Figure 5. Effect of surfactants on the enzyme activity of B. safensis TKW3.

All experiments were performed in triplicates and standard deviation was calculated The addition of surfactants significantly increased lipase activity. SDS was the most effective surfactant, enhancing enzyme activity the most, followed by Tween-80. The activity increased by 47% and 129% with Triton X-100 and Tween-80, respectively. However, a decrease in activity by approximately 26.5% was observed with Tween-20. Strong anionic detergents like SDS and SLS doubled the enzyme activity compared to the control.

Figure 6. Effect of inhibitors and metal ions on the enzyme activity of B. safensis TKW3.

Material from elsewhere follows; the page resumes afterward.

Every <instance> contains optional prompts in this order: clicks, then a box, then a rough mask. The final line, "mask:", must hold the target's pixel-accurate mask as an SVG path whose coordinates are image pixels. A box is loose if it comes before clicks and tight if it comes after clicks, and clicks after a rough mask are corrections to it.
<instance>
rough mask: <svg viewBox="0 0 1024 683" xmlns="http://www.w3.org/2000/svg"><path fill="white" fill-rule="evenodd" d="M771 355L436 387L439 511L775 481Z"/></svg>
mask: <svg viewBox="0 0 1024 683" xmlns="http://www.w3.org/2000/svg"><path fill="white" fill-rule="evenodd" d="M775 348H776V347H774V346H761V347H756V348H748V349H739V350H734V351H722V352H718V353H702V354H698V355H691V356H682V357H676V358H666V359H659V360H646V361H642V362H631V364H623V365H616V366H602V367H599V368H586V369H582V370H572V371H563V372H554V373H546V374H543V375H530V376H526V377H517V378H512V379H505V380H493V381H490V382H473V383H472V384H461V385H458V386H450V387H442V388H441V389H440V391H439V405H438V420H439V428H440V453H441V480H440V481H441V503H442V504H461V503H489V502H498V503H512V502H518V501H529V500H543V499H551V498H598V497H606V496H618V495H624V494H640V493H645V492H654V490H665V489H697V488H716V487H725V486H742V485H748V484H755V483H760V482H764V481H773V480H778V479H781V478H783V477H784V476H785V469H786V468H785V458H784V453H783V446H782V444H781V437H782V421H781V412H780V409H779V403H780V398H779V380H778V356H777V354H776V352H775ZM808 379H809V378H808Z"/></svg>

(A) Effect of inhibitors; (B) effect of metal ions. All experiments were performed in triplicates and standard deviation was calculated Effect of inhibitors on lipase activity. Lipase activity was assayed after incubation with various inhibitors at concentrations of 2 and 5 mM. ß-mercaptoethanol drastically reduced activity, while DTT showed a significant decrease. EDTA exhibited a notable increase in activity at both concentrations. Panel (B) shows the impact of metal ions on lipase activity. Various monovalent and divalent cations were tested for their effect on lipase activity. Cu²⁺ showed a substantial reduction in activity compared to other metal ions, resulting in a 74% decrease in enzyme activity.

Figure 7. Substrate specificity of B. safensis TKW3.

All experiments were performed in triplicates and standard deviation was calculated Various p-NPEs with acyl chains of different lengths (C2 to C14) were tested to assess substrate preference. Short-chain fatty acids exhibited minimal activity, resulting in 18% relative initial activity. However, the initial hydrolysis of C4 to C6 fatty acid esters reached approximately 87%.

Figure 8. Detergent compatibility of B. safensis TKW3.

(A) All experiments were performed in triplicates and standard deviation was calculated. The compatibility of B. safensis TKW3 lipase with various commercial laundry detergents at different temperatures was checked. Lipase activity without detergent was set as 100%. Surf Excel exhibited the highest activity across a wide temperature range (5 °C to 45 °C), with peak activity at 30 °C. Tide maintained over 90% activity at all temperatures except at 30 °C where it showed an 11% enhancement. Ariel exhibited compatibility at lower temperatures but showed decreased activity at higher temperatures. (B) Washing performance of B. safensis TKW3 lipase on oil-stained cloth pieces: (a) cloth washed with distilled water (control), (b) cloth stained with vegetable oil washed with distilled water and detergent, (c) cloth stained with vegetable oil washed with distilled water, purified lipase & detergent.